But still,
Here's the Washington Post:
First, the current results reflect a massive and astonishingly fast swing of support away from Prosser and in Kloppenburg’s favor. In a primary election in February, ... Prosser beat Koppenburg by 30 points, 55-25. The current results show she doubled her vote share in just over six weeks, while Prosser has lost ground. This huge shift happened for one reason: Scott Walker.
Second, it’s extremely rare in Wisconsin to oust sitting Supreme Court justices. In 2008, Louis Butler was unseated, but as University of Wisconsin professor Charles Franklin points out to me, he had originally been appointed and not elected. The last time this happened before that was 44 years ago, and it only happened three times before that since the court was created in 1852.

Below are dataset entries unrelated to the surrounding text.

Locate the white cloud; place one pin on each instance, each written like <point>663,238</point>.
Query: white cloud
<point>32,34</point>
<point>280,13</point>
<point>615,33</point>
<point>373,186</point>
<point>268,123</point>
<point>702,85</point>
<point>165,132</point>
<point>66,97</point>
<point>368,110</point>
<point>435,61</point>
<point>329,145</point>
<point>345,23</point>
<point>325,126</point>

Third, for all the talk about labor muscle in this race, labor and Dems were actually outspent on the air by a sizable amount. According to an analysis of outside spending by the Brennan Center, the pro-Kloppenburg forces spent $1.3 million, while the pro-Prosser forces spent a total of almost $2.2 million, nearly $1 million more. You can argue that TV spending doesn’t matter that much in this race, because a lot of this was driven by on-the-ground organizing, but if anything, the race’s closeness would make it even clearer that labor’s ground forces outperformed expections.